Chambers agreed that the higher-than-expected numbers could be tied to second-homeowners who would normally be here on weekends, or visit in ski season, choosing to live in Vermont full-time.

“They just didn't leave through those first few months of the pandemic, and some have never left,” he said.

There’s also a tendency for out-of-staters moving to Vermont to seek out touristy areas, he said. 
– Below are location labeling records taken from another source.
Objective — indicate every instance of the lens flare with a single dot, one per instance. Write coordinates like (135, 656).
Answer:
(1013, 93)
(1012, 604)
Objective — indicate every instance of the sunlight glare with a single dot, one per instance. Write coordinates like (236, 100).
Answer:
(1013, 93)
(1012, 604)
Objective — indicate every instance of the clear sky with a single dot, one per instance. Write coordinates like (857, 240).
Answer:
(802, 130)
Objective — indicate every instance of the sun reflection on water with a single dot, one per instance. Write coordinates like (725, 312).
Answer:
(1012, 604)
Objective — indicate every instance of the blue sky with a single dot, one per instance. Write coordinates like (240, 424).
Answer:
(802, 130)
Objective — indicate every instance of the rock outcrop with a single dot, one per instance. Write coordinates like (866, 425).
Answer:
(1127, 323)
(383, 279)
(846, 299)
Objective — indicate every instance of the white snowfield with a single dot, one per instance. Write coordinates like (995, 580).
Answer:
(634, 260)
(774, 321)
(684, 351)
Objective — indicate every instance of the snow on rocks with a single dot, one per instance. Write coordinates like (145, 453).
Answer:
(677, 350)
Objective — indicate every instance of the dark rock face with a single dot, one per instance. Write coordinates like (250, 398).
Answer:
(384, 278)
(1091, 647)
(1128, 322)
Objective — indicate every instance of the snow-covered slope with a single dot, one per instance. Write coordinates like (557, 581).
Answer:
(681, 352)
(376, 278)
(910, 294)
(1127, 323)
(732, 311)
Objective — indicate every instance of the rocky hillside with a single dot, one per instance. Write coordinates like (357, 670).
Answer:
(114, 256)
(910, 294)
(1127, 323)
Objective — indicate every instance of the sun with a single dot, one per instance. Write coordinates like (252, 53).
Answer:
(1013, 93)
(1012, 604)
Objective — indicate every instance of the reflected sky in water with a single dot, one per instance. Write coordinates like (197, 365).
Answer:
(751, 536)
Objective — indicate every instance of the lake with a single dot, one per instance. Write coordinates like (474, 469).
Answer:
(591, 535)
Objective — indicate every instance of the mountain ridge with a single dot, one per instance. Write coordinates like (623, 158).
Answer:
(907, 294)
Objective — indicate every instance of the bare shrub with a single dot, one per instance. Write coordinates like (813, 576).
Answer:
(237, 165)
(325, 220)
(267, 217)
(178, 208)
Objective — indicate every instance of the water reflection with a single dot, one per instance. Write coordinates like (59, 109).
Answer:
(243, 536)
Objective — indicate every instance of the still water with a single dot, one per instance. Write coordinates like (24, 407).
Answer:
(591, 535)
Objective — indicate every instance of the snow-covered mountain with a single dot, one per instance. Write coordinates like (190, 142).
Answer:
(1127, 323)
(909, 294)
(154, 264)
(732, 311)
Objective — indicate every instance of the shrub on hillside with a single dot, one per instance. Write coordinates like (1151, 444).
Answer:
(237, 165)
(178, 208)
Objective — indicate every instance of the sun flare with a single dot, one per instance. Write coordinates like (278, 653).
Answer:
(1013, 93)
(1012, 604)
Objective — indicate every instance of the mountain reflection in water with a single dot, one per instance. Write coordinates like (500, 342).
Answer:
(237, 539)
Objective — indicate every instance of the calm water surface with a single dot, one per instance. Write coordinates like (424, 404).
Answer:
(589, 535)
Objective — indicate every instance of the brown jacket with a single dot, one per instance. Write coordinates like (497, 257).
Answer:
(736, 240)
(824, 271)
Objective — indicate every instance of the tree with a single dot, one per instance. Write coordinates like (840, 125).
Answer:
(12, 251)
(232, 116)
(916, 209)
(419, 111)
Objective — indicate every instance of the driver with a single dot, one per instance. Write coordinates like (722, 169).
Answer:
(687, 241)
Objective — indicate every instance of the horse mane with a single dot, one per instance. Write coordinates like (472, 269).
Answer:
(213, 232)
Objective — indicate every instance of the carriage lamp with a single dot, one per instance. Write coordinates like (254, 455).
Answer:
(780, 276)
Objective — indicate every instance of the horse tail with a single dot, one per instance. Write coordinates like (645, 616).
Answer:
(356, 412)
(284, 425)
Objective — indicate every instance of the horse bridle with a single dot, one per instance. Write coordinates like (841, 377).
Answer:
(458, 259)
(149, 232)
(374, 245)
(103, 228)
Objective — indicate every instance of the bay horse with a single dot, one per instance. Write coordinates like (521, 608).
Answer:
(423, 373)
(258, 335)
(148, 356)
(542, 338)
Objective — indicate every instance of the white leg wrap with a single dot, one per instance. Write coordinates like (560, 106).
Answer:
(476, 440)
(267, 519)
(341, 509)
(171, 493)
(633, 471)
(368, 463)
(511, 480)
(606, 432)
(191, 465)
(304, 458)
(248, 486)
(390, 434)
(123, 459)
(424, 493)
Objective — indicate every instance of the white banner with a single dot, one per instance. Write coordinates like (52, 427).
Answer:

“[They’re] used to a certain number of services and restaurants and that sort of thing,” he said. “That’s why having a place in Stowe, versus some other non-tourist area that doesn’t have those services, is appealing to them.”

It’s also a “hedge” on moving here permanently. If they cannot work remotely post-pandemic, they can keep their home as a seasonal property or rent it out, he said.

One of the tradeoffs of having an influx of new migrants, or having people no longer renting out their seasonal home, is the difficulty of full-time residents to find apartments.

“It’s impossible to find a year-round rental,” Chambers said. “I have clients who are trying to do it, and I basically give them some tips and tell them I’ll keep my eyes out for them.”

But that was true even before the pandemic. “Airbnb came along and just made it so easy for people to rent their house” short term, he said, although a handful of landlords actually switched from Airbnb to renting because of Covid-19 concerns.

Asked if he believes these new Vermonters are here to stay, Chambers said, “My crystal ball is just as cloudy as everyone else’s.”

Moser said it’s likely we won’t get a full picture of the pandemic’s impacts on population for years, particularly because other census data products are likely to be affected by more pandemic quirks.

One thing is clear. Between April 2020 and now, the real-estate market has only gotten hotter. 

“It’s crazy to say but, I mean, prices were escalating in real estate where people who bought houses in Stowe last summer could make money on them this summer,” Chambers said. “The market’s really accelerated.”